I don't know if you considered this option but hope it helps.
Please share your thoughts and specifically your concerns why it's inefficient in your case.

Regards, Desi

blue1

Hi @dsimeonova , thanks for your suggestion. Caching happens automatically, the problem is the initial slow load of the filter when it is run for the first time that can be frustrating UX.

The inefficiency comes from the fact that the sql query from the filter doesn‘t access the table directly, but has to ho through the entire Model structure to reach the table.

For example, you have a „Product Explorer“, where product is the root table, orders joins to that table and then users joins to orders. If I add a User Name filter to the dashboard, the sql for the filter will start from product, join orders, and then join users to get the distinct User Name. Instead, the sql should simply access users directly and get a distinct list of User Name.

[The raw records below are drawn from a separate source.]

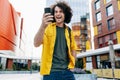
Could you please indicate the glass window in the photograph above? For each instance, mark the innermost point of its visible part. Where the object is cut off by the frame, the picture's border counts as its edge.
(99, 28)
(109, 10)
(98, 16)
(97, 4)
(107, 38)
(111, 24)
(107, 1)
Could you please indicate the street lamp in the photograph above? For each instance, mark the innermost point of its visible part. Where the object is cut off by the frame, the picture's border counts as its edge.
(112, 57)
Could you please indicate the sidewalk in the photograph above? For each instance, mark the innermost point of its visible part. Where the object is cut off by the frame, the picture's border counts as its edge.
(33, 76)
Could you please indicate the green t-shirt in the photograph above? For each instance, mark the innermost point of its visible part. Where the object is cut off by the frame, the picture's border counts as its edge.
(60, 56)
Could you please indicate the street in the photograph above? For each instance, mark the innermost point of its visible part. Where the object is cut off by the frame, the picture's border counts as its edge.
(33, 76)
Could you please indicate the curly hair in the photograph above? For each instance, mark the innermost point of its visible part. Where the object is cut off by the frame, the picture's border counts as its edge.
(66, 10)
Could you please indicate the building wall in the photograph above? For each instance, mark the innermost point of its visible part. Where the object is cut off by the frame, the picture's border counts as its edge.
(104, 18)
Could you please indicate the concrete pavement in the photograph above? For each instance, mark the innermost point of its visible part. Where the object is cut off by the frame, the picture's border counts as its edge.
(33, 76)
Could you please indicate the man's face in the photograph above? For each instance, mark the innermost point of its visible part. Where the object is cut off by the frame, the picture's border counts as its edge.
(59, 15)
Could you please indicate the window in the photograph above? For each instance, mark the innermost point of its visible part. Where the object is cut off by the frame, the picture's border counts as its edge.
(100, 42)
(111, 24)
(98, 16)
(97, 4)
(114, 38)
(107, 1)
(99, 28)
(107, 38)
(109, 10)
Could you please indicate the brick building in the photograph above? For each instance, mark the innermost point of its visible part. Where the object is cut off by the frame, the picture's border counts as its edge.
(106, 17)
(11, 32)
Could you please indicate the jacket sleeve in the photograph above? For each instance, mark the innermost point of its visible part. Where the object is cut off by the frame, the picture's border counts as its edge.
(73, 42)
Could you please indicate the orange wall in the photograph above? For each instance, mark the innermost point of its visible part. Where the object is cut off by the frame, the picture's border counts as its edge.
(8, 21)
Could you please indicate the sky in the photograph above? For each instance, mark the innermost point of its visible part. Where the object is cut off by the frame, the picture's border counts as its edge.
(31, 11)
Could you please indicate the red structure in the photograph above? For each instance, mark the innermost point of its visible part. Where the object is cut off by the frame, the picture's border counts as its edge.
(10, 30)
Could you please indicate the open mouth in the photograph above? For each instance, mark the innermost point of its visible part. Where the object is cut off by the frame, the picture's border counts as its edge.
(58, 17)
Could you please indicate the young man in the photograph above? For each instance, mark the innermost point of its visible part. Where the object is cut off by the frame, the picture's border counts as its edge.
(58, 55)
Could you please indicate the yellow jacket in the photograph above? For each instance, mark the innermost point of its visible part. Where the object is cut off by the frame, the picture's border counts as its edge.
(48, 48)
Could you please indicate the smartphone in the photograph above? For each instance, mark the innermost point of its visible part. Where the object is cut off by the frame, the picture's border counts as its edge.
(48, 10)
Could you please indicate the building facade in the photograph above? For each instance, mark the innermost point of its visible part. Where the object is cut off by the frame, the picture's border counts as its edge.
(11, 34)
(106, 17)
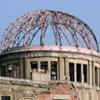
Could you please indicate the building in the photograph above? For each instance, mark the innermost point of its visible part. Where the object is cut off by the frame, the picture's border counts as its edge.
(49, 55)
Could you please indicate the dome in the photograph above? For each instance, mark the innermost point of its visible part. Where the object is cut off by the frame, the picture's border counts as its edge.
(47, 27)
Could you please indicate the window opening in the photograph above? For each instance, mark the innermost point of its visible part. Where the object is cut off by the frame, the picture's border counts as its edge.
(3, 71)
(96, 76)
(71, 71)
(9, 73)
(5, 98)
(85, 72)
(78, 69)
(16, 70)
(44, 66)
(34, 66)
(53, 70)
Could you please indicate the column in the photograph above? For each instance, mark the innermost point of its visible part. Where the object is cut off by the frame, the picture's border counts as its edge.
(27, 68)
(21, 68)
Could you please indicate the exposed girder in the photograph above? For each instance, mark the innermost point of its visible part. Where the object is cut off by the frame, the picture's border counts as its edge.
(23, 31)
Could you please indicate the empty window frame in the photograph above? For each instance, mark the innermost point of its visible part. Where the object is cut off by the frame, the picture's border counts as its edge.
(99, 77)
(3, 71)
(44, 66)
(78, 70)
(85, 73)
(53, 70)
(96, 76)
(5, 98)
(16, 70)
(9, 70)
(34, 66)
(71, 71)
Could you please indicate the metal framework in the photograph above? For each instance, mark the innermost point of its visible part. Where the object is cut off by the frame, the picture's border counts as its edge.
(66, 30)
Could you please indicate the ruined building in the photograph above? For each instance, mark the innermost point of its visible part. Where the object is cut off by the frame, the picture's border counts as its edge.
(49, 55)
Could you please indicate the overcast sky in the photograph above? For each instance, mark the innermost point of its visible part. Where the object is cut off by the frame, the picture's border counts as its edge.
(86, 10)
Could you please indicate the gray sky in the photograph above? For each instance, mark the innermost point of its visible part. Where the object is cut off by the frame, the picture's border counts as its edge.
(86, 10)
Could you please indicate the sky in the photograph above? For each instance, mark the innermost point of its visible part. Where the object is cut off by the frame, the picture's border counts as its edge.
(86, 10)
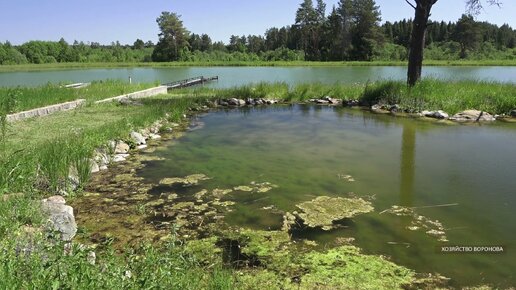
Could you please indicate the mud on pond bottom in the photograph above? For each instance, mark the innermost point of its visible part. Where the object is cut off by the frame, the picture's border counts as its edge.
(120, 209)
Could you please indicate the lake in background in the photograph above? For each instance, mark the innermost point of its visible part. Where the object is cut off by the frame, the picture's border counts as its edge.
(236, 76)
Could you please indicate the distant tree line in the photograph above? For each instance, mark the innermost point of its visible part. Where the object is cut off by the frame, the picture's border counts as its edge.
(350, 32)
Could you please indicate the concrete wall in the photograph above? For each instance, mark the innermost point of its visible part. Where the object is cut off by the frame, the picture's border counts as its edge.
(138, 95)
(45, 110)
(74, 104)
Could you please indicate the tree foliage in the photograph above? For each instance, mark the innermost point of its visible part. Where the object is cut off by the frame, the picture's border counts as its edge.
(173, 38)
(349, 32)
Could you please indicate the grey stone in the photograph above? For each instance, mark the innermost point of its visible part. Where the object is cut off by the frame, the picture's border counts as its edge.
(121, 147)
(120, 157)
(472, 116)
(376, 107)
(101, 157)
(153, 136)
(352, 103)
(60, 217)
(138, 138)
(94, 166)
(233, 102)
(394, 108)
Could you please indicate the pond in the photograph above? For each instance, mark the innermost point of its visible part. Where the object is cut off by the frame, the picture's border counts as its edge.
(461, 176)
(236, 76)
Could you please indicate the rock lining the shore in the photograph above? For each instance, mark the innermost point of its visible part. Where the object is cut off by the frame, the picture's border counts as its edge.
(60, 217)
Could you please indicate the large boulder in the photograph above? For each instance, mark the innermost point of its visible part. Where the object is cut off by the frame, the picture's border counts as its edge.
(436, 114)
(472, 116)
(138, 138)
(60, 217)
(121, 147)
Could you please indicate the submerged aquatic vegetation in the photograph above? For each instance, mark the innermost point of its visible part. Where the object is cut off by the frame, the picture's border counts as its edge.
(346, 268)
(419, 222)
(187, 180)
(323, 211)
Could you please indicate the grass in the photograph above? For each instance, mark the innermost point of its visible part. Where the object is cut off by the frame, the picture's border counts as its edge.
(57, 66)
(37, 154)
(50, 94)
(429, 94)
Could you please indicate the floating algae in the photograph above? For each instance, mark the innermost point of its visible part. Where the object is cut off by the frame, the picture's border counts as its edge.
(219, 193)
(188, 180)
(431, 227)
(256, 187)
(323, 211)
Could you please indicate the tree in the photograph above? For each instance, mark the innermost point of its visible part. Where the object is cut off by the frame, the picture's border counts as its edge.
(417, 41)
(206, 44)
(307, 20)
(345, 9)
(365, 17)
(138, 44)
(173, 38)
(467, 33)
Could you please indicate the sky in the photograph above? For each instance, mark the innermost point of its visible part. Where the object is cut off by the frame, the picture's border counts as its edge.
(105, 21)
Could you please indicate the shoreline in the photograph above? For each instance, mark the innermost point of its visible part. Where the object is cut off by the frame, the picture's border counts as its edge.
(73, 66)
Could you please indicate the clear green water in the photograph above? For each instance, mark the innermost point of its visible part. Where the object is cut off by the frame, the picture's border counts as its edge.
(235, 76)
(303, 149)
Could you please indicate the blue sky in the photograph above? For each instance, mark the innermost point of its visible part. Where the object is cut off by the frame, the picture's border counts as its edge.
(110, 20)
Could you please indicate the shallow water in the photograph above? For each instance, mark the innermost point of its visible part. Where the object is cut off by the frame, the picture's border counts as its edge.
(306, 151)
(237, 76)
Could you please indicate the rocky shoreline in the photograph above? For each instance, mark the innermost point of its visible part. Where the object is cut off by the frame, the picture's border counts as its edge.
(203, 216)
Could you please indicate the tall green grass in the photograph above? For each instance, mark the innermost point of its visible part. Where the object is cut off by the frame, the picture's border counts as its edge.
(50, 94)
(144, 267)
(59, 66)
(429, 94)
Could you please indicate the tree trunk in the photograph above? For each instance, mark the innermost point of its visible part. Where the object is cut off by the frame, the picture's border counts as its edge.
(417, 40)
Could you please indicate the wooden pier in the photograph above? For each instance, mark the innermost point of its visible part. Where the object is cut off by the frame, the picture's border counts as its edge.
(190, 82)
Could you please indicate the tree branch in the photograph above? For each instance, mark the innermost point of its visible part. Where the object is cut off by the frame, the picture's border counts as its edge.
(412, 5)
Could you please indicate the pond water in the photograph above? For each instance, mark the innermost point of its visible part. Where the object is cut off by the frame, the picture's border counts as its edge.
(460, 175)
(235, 76)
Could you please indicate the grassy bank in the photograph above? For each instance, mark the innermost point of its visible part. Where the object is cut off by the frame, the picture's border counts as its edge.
(36, 155)
(50, 94)
(59, 66)
(429, 94)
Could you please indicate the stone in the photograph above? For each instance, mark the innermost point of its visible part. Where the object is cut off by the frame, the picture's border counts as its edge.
(154, 136)
(120, 157)
(121, 147)
(94, 166)
(472, 116)
(352, 103)
(91, 258)
(233, 102)
(376, 107)
(101, 157)
(394, 108)
(436, 114)
(138, 138)
(60, 217)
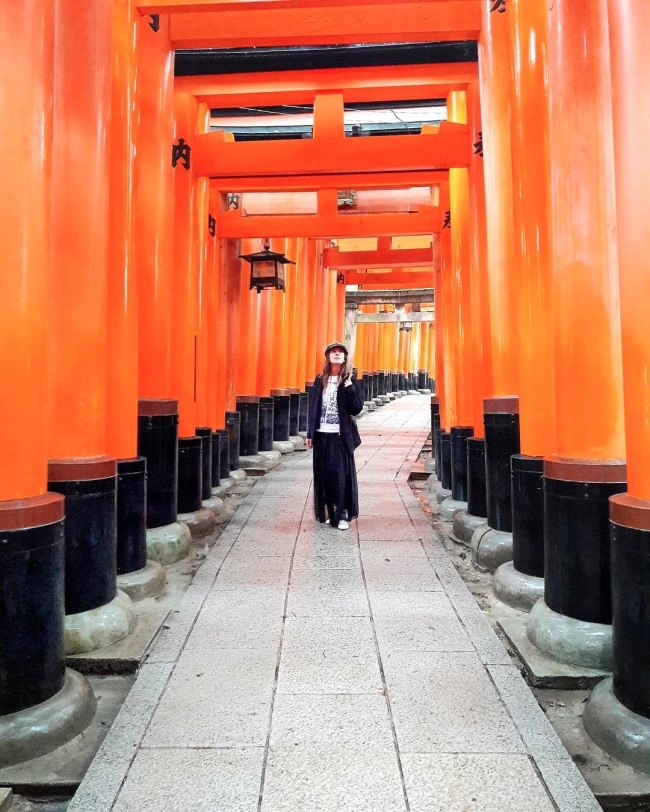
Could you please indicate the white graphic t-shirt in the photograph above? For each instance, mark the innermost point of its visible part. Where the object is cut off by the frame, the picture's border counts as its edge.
(329, 420)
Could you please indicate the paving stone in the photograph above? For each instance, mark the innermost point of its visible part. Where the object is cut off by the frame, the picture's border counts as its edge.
(200, 780)
(235, 685)
(398, 574)
(338, 779)
(417, 622)
(352, 720)
(446, 702)
(462, 782)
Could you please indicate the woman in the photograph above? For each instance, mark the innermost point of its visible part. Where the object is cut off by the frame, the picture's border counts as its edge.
(333, 435)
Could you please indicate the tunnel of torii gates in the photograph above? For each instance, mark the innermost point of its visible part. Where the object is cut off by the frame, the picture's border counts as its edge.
(133, 347)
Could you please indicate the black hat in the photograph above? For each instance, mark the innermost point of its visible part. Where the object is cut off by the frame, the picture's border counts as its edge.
(330, 347)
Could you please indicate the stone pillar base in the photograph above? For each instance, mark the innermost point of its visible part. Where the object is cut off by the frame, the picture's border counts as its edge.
(569, 640)
(251, 461)
(99, 627)
(517, 589)
(490, 548)
(299, 443)
(38, 730)
(283, 446)
(169, 543)
(215, 504)
(270, 458)
(144, 583)
(449, 508)
(616, 729)
(225, 484)
(200, 522)
(465, 524)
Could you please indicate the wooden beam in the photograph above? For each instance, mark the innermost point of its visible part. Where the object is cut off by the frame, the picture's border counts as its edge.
(326, 24)
(311, 183)
(352, 260)
(231, 224)
(450, 147)
(414, 279)
(368, 84)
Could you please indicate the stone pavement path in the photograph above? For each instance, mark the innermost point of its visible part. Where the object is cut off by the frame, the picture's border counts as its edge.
(315, 670)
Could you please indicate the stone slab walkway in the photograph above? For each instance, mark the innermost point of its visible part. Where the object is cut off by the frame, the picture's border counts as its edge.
(315, 670)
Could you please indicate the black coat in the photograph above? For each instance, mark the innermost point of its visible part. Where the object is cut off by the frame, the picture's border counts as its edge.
(350, 404)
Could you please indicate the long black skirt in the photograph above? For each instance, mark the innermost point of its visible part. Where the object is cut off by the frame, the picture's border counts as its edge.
(336, 493)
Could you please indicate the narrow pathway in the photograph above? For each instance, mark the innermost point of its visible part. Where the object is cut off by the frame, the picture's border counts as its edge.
(315, 670)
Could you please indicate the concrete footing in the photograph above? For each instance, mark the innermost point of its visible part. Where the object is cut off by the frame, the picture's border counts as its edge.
(169, 543)
(616, 729)
(283, 446)
(449, 508)
(215, 504)
(253, 461)
(99, 627)
(465, 524)
(570, 640)
(144, 583)
(517, 589)
(200, 522)
(490, 548)
(45, 727)
(270, 458)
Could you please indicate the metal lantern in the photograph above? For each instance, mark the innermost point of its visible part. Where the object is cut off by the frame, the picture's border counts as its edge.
(267, 268)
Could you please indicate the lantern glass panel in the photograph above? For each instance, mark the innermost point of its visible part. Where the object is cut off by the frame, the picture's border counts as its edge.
(264, 269)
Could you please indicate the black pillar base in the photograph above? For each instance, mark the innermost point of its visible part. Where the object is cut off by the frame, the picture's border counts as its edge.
(205, 433)
(501, 419)
(32, 588)
(90, 490)
(158, 443)
(131, 515)
(459, 437)
(190, 462)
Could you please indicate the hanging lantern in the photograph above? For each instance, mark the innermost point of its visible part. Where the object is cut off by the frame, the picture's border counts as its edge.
(267, 268)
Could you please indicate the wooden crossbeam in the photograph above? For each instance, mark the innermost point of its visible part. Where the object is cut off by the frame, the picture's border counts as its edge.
(386, 258)
(367, 84)
(247, 24)
(232, 224)
(215, 157)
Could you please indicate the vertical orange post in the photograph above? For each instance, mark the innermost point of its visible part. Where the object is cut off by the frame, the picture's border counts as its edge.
(629, 28)
(122, 356)
(213, 284)
(460, 272)
(494, 53)
(184, 325)
(444, 299)
(584, 250)
(154, 207)
(79, 276)
(246, 359)
(203, 243)
(480, 287)
(293, 314)
(26, 60)
(530, 170)
(589, 465)
(230, 301)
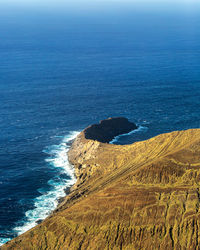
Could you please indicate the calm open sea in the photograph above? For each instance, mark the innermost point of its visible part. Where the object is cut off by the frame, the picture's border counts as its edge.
(60, 72)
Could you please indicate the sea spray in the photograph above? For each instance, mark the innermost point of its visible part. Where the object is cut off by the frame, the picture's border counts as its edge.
(48, 200)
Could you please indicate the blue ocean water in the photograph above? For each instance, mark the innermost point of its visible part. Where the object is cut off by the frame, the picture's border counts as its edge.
(60, 72)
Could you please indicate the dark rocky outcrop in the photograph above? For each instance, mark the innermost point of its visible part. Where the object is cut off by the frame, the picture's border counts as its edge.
(140, 196)
(107, 129)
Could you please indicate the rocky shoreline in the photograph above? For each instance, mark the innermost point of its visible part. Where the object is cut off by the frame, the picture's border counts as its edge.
(139, 196)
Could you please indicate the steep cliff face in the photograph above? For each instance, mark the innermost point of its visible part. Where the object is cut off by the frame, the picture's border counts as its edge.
(140, 196)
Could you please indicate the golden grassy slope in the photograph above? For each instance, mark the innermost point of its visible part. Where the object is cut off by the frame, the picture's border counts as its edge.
(140, 196)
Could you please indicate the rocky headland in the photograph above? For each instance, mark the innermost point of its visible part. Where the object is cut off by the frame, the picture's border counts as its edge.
(140, 196)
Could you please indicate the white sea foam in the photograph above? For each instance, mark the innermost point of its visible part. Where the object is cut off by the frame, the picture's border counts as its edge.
(48, 200)
(140, 129)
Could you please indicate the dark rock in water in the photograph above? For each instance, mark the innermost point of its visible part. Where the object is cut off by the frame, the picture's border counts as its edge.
(107, 129)
(39, 221)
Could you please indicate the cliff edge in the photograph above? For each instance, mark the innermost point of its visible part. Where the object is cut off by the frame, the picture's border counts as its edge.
(140, 196)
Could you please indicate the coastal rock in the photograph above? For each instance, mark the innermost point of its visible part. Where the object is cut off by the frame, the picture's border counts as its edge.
(107, 129)
(139, 196)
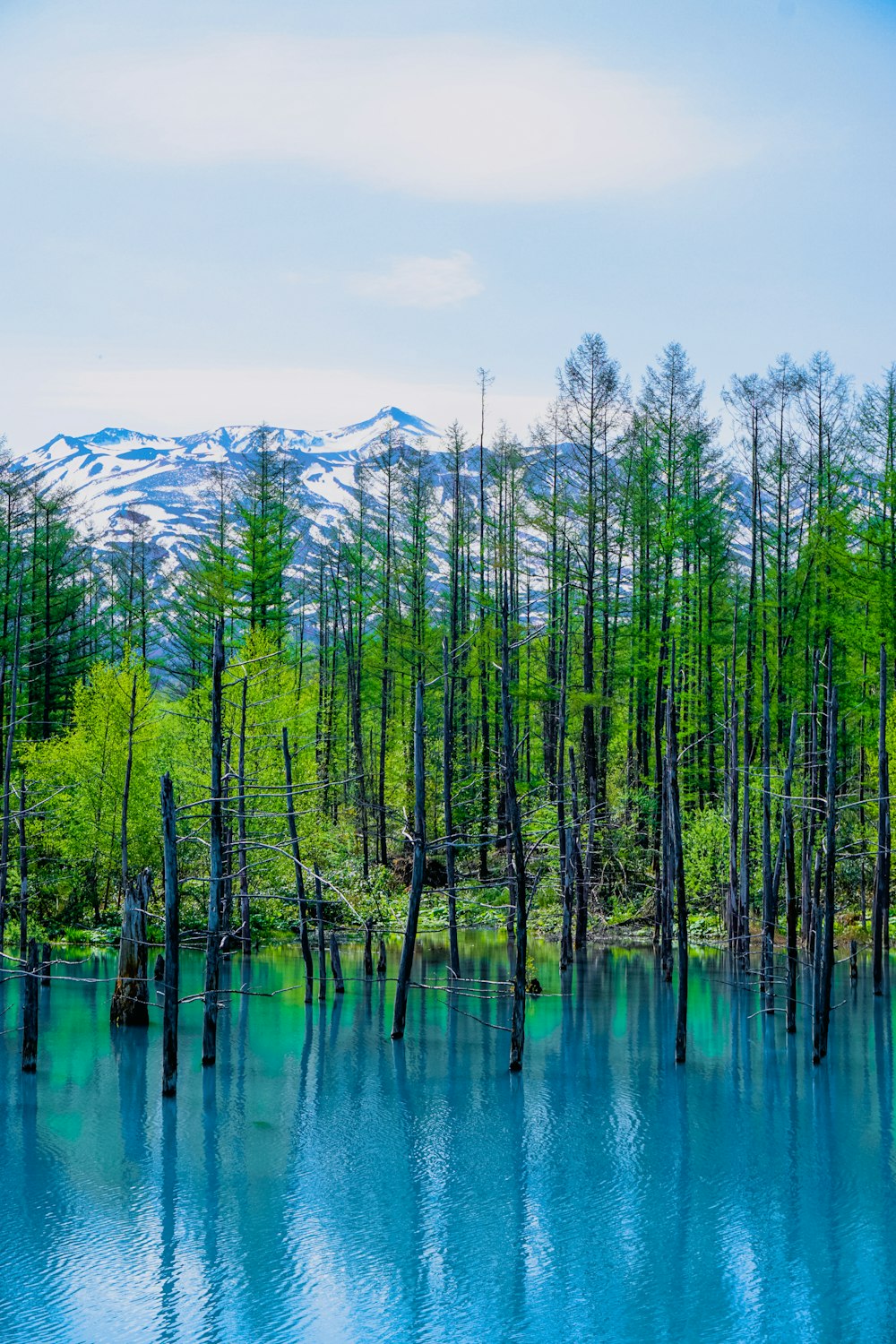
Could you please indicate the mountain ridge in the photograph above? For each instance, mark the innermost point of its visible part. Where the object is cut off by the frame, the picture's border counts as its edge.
(117, 475)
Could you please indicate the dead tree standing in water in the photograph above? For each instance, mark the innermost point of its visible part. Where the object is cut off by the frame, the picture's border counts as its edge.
(790, 876)
(300, 878)
(245, 933)
(417, 873)
(125, 793)
(447, 753)
(23, 874)
(30, 1013)
(7, 777)
(767, 970)
(517, 854)
(172, 941)
(676, 879)
(831, 859)
(131, 997)
(217, 857)
(880, 914)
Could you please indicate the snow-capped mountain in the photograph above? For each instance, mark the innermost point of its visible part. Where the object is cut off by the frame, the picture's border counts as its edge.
(117, 478)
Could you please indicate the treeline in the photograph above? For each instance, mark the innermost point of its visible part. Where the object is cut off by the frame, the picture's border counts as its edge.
(626, 538)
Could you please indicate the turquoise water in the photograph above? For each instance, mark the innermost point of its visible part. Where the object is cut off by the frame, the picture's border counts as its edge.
(324, 1183)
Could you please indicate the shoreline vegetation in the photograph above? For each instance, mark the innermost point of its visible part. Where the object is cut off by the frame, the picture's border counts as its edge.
(622, 671)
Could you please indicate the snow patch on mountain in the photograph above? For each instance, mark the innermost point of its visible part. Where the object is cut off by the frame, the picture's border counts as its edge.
(120, 478)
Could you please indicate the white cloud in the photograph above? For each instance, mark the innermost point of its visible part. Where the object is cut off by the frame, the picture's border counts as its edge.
(419, 281)
(447, 118)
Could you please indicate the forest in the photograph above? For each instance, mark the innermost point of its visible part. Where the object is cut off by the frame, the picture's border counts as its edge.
(638, 581)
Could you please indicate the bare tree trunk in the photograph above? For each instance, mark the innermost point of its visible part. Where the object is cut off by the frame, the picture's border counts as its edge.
(790, 874)
(417, 874)
(245, 932)
(7, 777)
(336, 964)
(831, 857)
(217, 857)
(581, 906)
(131, 997)
(30, 1015)
(734, 820)
(517, 851)
(300, 878)
(767, 975)
(322, 940)
(172, 941)
(447, 753)
(880, 913)
(676, 882)
(125, 793)
(23, 874)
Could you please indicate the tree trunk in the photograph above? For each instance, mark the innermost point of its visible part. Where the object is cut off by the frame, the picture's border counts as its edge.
(217, 857)
(417, 874)
(172, 941)
(300, 878)
(131, 997)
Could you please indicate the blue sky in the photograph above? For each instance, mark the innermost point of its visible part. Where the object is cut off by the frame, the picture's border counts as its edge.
(223, 212)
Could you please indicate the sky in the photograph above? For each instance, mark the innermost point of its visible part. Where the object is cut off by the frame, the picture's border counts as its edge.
(217, 212)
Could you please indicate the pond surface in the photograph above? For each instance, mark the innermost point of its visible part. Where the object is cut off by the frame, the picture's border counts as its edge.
(324, 1183)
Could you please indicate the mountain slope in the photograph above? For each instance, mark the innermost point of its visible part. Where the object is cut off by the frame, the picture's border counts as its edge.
(120, 476)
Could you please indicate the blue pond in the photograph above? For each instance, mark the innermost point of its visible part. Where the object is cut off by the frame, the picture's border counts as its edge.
(324, 1183)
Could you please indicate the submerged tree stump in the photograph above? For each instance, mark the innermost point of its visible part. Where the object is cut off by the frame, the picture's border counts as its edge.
(336, 964)
(131, 999)
(30, 1015)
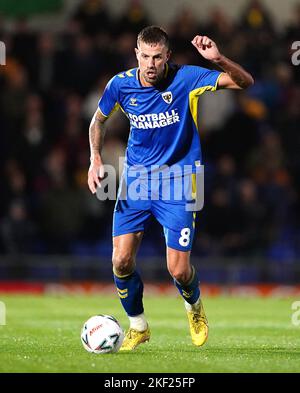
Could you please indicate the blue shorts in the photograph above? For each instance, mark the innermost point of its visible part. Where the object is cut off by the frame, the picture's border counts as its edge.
(166, 200)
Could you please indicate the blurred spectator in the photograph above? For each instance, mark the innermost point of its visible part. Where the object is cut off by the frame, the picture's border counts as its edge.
(134, 18)
(92, 16)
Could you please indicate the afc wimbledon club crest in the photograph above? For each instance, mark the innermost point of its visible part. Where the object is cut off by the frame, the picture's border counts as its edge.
(167, 97)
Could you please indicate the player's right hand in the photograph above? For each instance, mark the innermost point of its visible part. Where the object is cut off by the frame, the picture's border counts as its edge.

This is a simple example, of course, but you can imagine a similar case here the table of the filter is 8 joins deep in the model tree. That can make it slow for the user to get the results.

dsimeonova

I am not sure what do you mean when you say "caching happens automatically".
I had on mind this parameter inside of the dimensions: suggest_persist_for | Looker | Google Cloud
This parameter will make some of the times that is being run the filter query to be shorter. So it's not caching policy over the usual queries but only over the filter values.
I don't know if you tried this one to see the impact.

blue1

I see, I did not know about this parameter, thank you! It might help for the second or third load, however, it will not solve the initial runtime being slow.